While good safety statistics are important, Vitlich says it is not a time for the organisation to become complacent.

“Our top priority is ensuring that our people, our customers and the communities that we support through our work go home injury-free and physically and mentally well every day in line with our core value of ‘care deeply’,” Vitlich says.

“That is why employee-led initiatives such as the wearing of the bright Trade Mutt shirts by our Townsville team is something that I am incredibly proud of.”

Boules says the simple conversations that are taking place in Townsville around mental health can be a powerful way to show support, shift mindsets and overcome the stigma often attached to it.

However, Boules is also aware that these conversations remain hard to start, and initiatives such as what Coates Hire has achieved in Townsville will continue to be important.

“Statistics from Black Dog Institute tell us that one-in-five (or 20 per cent) Australians aged between 16-85 experience a mental illness in any year, with the most common mental illnesses being depression, anxiety and substance use disorder,” Boules says.

“In addition, every day at least six Australians die from suicide and a further 36 people will attempt to take their own life.

“Suicide is the leading cause of death for Australians aged 25-44 and the second leading cause of death for young people aged 15-24. Men are the greatest risk of suicide but least likely to seek help.”

Boules knows first-hand how important it is to have conversations around mental health.
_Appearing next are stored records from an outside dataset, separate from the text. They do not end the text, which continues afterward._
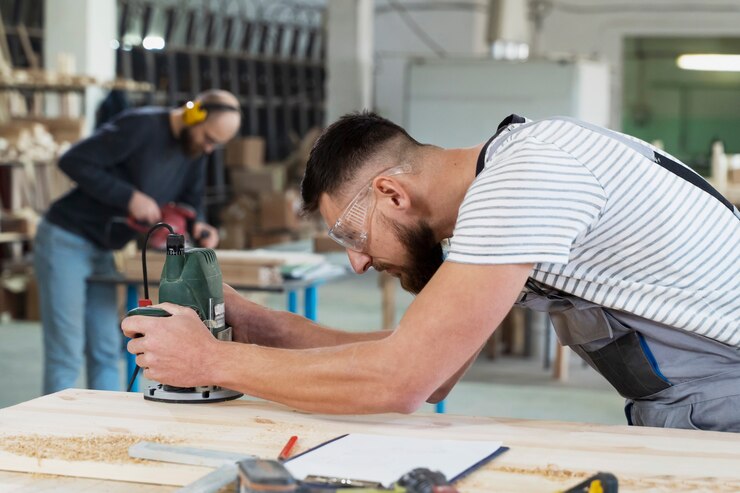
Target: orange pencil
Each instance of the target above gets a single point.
(285, 453)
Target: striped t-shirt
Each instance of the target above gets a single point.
(601, 220)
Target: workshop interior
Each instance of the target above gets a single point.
(154, 151)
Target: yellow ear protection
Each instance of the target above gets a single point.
(196, 112)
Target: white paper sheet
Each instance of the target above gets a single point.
(386, 458)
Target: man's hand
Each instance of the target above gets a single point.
(144, 208)
(210, 239)
(176, 350)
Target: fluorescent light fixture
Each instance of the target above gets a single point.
(710, 62)
(153, 43)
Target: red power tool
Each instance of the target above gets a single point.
(180, 216)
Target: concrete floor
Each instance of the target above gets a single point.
(506, 387)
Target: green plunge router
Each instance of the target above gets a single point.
(190, 277)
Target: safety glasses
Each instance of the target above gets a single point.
(351, 228)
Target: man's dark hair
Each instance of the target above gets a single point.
(342, 149)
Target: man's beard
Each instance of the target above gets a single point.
(188, 144)
(424, 255)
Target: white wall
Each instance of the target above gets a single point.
(592, 28)
(455, 28)
(596, 29)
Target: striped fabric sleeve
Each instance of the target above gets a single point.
(531, 205)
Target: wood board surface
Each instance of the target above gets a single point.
(543, 455)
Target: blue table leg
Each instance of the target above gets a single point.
(292, 302)
(440, 407)
(132, 301)
(310, 302)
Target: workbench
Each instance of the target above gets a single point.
(544, 456)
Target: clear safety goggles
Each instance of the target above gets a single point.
(351, 228)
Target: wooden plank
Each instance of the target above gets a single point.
(544, 455)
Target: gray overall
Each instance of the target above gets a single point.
(670, 377)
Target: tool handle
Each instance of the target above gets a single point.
(148, 311)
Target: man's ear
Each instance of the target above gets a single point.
(391, 192)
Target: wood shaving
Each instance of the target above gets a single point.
(551, 471)
(100, 448)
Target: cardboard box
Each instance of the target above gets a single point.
(279, 211)
(62, 129)
(259, 240)
(245, 152)
(269, 179)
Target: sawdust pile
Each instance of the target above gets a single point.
(97, 448)
(551, 471)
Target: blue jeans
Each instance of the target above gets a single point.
(79, 318)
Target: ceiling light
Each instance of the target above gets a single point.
(709, 62)
(153, 43)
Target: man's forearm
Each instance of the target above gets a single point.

Her cousin committed suicide two years ago, leaving her family and cousin’s colleagues and friends devastated from the impact of the tragedy.

She says the signs of mental health illness often do not present themselves or are too subtle to be noticed until it is too late.

“You start piecing together the ‘jigsaw’ puzzle in search of answers,” Boules says. “A common question we all seem to ask is, ‘Why didn’t they say something?’ or ‘Why didn’t they ask for help?’ And maybe they didn’t feel comfortable or maybe they didn’t know how to start the conversation.

“So personally, for me, the Trade Mutt ‘this is a conversation starter’ idea is a fantastic initiative that can and has already made a difference at Coates Hire.”